What is interesting about a graph database relative to simple key-value database? Storing edges of a graph is trivial for a key-value store and so it seems like any key-value store could let store the basic graph structure?
Do graph databases support graphic-specific queries and indices?
I can only answer for one advantage I specifically know of regarding graph DB's over key value:
dynamic, mergeable schemas which enforce data integrity WITHIN the database rather than with code on top of it.
There are many, many people on HN who are much more knowledgeable than I am on graph DB's, and I sure as hell hope they answer on this question.
I'm curious if this supports the RDF, OWL, and SPARQL standards?
I'm a little tired of graph DB's that focus on scale, rather than speed and flexibility though. A good one to check out is Stardog. http://stardog.com/ I think it just went into 1.0.
What triple stores have you looked at? 4store is performant, but doesn't support reasoning. There's also BigData and Virtuoso which support various levels of it, and Franz are apparently working on a clustered version of Allegrograph.
Sure you can easily store graphs in a KV store, but graph databases allow you to efficiently traverse the graph too. Look up how to traverse graph structures in hadoop for example - I was looking it up recently for something Im building and in the end I opted for using hadoop to filter, aggregate and format the raw data and then input the preprocessed data into graph databases (Im using orientdb at the moment) for traversal queries. I duplicate the data on multiple machines and use storm bolts to do geaph queries (so each storm bolt has its own local copy of the graph database). Seems to be working well so far and allows me to do realtime traversals (though inserts wait hadoop the next hadoop batch job). Seemed a lot easier than what Id have to do to efficiently process using hadoop.

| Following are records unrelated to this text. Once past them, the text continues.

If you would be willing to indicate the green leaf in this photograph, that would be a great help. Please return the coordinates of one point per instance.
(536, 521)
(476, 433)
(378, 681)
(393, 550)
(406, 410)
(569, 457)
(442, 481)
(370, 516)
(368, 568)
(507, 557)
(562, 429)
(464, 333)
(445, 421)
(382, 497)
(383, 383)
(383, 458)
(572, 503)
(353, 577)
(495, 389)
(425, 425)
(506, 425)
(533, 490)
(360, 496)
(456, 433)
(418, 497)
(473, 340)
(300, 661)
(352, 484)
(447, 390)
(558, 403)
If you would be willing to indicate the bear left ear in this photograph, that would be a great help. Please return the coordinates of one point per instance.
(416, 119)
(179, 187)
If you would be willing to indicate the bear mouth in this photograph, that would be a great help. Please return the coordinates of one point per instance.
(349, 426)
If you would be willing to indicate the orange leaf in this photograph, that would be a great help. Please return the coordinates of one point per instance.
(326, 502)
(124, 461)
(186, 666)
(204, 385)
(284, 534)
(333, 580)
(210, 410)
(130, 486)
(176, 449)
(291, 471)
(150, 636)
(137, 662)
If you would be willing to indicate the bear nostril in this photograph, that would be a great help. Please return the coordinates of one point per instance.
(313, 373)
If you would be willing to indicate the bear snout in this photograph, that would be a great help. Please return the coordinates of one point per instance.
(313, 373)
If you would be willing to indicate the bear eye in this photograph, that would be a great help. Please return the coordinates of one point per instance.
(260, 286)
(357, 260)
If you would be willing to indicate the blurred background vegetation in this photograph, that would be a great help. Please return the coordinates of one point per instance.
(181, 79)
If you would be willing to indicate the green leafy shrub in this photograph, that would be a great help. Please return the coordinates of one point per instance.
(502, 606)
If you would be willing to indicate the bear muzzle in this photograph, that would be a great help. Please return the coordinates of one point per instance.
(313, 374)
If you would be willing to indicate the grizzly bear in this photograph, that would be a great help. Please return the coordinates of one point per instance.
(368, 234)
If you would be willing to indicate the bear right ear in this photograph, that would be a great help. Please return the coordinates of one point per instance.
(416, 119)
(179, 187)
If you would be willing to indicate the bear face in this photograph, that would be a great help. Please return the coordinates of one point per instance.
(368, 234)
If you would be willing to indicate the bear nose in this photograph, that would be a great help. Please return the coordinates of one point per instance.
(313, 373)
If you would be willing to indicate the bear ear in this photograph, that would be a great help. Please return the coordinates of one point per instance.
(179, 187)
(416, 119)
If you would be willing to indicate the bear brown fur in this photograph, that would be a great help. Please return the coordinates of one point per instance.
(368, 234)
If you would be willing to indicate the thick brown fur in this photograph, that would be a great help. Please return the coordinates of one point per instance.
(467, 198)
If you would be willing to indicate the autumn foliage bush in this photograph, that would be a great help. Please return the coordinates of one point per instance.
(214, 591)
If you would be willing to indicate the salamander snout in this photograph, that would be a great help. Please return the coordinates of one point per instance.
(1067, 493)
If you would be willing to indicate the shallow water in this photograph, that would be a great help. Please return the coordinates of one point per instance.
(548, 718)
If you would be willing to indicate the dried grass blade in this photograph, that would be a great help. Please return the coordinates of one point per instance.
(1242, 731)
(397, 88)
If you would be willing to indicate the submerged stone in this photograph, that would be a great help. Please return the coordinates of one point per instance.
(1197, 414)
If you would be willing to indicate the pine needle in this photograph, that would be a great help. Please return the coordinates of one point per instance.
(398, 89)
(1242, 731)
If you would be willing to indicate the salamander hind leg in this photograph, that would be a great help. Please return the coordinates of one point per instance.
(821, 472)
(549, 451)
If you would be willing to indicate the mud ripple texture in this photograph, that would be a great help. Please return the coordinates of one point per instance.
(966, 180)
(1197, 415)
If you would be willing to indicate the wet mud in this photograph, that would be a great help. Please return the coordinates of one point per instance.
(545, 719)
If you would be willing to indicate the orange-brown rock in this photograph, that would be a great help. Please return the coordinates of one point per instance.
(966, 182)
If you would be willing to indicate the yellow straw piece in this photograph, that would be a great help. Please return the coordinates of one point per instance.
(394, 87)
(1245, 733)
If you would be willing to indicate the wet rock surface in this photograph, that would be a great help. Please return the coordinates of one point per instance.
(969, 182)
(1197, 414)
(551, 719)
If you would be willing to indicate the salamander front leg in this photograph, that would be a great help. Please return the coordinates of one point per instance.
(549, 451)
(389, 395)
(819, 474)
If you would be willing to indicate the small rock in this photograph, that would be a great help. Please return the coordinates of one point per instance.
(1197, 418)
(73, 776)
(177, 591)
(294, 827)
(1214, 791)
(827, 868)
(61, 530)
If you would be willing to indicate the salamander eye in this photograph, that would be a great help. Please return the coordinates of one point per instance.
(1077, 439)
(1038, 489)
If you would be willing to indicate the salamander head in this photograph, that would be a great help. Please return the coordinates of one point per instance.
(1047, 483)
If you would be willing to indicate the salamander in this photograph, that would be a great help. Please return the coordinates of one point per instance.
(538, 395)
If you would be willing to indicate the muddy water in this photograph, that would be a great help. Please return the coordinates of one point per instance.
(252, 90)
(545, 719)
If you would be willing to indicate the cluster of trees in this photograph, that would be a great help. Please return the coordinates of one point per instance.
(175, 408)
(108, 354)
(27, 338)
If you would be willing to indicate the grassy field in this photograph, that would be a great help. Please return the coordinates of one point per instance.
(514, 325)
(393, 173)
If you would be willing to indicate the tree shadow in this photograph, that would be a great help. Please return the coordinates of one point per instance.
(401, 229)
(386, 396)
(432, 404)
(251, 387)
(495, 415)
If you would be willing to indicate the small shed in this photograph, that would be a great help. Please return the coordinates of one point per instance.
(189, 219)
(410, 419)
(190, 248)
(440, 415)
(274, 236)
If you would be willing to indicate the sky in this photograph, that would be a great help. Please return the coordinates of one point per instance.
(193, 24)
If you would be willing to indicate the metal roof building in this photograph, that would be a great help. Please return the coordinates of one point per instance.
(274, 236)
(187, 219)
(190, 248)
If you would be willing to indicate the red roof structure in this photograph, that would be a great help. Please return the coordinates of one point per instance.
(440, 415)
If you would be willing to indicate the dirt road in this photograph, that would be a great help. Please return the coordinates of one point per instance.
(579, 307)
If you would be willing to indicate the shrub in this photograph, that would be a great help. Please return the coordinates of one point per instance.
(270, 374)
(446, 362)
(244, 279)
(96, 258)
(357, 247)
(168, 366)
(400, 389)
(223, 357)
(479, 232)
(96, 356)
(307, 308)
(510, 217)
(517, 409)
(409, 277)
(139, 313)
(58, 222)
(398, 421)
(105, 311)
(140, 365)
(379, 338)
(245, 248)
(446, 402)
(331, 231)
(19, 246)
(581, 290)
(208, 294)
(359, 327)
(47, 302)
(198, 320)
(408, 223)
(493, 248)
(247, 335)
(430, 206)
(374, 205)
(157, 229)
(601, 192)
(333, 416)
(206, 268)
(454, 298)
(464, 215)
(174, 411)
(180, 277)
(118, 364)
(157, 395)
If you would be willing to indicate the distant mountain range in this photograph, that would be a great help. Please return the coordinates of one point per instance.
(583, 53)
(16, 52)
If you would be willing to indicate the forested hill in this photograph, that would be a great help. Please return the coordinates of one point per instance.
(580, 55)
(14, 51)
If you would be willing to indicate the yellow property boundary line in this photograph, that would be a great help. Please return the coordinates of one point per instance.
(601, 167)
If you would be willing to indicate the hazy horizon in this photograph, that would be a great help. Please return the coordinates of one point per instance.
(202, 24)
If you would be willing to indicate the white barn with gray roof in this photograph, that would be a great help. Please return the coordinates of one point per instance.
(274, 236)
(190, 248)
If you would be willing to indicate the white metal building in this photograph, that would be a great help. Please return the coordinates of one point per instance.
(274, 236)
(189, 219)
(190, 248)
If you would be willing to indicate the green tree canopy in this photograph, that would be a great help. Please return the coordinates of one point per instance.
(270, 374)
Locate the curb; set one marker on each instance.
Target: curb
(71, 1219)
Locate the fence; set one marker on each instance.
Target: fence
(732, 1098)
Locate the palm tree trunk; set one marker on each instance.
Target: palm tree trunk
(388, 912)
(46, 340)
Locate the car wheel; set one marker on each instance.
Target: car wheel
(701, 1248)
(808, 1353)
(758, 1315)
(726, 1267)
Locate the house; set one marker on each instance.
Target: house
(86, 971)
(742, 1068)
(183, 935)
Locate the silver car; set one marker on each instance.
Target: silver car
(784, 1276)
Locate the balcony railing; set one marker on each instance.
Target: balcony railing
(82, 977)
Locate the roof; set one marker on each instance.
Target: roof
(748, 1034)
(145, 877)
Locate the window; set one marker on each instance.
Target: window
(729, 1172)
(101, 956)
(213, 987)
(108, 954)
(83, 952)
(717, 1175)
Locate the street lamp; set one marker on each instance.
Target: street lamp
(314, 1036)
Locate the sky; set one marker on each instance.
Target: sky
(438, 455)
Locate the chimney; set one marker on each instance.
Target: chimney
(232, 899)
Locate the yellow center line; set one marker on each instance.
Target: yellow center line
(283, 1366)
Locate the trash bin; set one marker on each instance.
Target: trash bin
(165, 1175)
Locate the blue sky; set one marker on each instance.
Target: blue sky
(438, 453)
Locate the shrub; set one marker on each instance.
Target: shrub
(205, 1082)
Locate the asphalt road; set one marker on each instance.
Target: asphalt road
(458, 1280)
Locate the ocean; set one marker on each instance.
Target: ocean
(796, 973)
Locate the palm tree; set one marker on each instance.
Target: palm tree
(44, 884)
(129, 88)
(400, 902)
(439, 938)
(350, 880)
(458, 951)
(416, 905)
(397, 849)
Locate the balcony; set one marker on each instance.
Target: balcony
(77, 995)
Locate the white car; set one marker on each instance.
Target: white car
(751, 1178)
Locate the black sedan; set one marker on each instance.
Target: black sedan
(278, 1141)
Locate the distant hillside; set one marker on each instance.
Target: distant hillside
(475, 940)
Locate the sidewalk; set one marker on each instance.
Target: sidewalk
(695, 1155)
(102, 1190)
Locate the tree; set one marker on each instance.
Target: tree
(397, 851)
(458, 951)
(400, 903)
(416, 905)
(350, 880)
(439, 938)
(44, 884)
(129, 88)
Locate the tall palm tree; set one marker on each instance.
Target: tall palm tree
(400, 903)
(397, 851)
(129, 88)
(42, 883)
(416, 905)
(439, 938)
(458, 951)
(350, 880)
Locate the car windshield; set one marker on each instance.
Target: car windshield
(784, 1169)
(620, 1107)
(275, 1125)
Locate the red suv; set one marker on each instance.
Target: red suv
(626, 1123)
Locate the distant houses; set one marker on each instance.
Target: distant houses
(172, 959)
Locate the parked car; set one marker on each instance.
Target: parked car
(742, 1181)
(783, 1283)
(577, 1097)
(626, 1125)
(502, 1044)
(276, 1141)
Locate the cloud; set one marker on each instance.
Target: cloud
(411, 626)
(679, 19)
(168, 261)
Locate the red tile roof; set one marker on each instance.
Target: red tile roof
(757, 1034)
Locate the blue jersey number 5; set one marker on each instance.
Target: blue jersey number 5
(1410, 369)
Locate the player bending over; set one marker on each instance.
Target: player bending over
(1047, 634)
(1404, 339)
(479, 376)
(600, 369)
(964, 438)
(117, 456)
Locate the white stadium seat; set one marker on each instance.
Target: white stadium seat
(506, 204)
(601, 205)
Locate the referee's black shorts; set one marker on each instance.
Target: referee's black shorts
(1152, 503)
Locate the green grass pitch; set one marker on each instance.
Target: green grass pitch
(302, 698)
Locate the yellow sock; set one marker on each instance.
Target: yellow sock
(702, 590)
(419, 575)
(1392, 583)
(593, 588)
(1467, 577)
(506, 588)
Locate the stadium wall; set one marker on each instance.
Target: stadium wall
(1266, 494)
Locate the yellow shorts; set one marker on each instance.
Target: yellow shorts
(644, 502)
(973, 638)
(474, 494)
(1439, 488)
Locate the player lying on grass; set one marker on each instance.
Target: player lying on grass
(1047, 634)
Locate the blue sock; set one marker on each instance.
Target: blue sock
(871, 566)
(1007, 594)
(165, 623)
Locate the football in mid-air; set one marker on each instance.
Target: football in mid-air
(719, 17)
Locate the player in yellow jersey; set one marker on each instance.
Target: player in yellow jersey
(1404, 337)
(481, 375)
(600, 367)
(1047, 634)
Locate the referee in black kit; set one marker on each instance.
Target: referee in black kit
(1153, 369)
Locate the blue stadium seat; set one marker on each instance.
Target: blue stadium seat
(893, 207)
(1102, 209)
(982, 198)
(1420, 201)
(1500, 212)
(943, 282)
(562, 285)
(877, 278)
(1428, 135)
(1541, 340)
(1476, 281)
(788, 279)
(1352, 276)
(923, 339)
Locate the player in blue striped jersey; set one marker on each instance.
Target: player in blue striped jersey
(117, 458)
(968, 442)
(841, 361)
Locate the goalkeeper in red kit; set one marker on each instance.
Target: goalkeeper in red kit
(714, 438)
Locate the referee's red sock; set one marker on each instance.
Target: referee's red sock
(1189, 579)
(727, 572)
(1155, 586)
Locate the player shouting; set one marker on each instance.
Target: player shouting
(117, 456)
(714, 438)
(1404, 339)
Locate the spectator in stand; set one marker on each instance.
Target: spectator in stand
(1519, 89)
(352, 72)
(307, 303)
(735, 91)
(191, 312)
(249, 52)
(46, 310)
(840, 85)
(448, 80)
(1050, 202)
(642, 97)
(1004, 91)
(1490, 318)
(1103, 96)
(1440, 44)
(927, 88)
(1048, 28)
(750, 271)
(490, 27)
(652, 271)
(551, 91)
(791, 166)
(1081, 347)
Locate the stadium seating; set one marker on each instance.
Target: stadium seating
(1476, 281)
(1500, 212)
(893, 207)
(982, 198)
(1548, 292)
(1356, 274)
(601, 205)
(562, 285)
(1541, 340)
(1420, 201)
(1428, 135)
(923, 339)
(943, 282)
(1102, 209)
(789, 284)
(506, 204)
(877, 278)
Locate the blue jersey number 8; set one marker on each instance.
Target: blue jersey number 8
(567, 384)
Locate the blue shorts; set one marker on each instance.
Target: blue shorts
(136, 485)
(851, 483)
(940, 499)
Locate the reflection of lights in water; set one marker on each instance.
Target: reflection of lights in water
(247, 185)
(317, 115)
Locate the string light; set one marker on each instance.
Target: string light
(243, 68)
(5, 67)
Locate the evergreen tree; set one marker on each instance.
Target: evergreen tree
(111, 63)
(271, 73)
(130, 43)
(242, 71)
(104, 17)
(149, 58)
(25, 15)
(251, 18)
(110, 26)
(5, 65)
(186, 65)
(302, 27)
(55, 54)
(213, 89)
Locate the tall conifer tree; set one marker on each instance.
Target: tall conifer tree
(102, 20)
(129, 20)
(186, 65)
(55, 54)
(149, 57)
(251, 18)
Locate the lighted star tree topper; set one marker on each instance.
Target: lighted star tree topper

What's interesting about key-value databases? Storing keys and values in an RDBMS is trivial...
Graph databases are great for datasets where structure matters more than in a relational database and (way) more than in a K/V-store. When you're doing traversals of arbitrary depth, other technologies fall on their collective face.
They seem to implement a variety of graph centric APIs. From a query standpoint, it's easier to use a graph database to do something like find all the people who share interests with someone (person <--> interest <--> person), or find all the grand children in a family tree.
Now whether or not Titan implements these performantly, I have no idea.
Yes, all information models are basically isomorphic. However, Neo4j for instance maintains referential integrity along the relationships, making sure there will never be a relationships without start- or endnode. In a K/V store or document store, there are no guarantees that your IDs pointing to other objects are updated as you change, delete or move the target data. Also, the graph structure is maintained on dics, meaning you can direct pointers on the storage level even in non-cached scenarios, while in a K/V or Document store you need to recreate the graph in memory before being able to do anything with it.
I don't want to spam this thread, but I feel I have to plug my personal pet project Related (https://github.com/sutajio/related), since it is, well.. yeah... "related" to the topic being discussed.
It can't do half of what Titan does and is a much, much simpler design. But it is fast, easy to use and works really well for 80% of the use cases you might have for a graph database on the web (social graphs, semantic web stuff, etc.)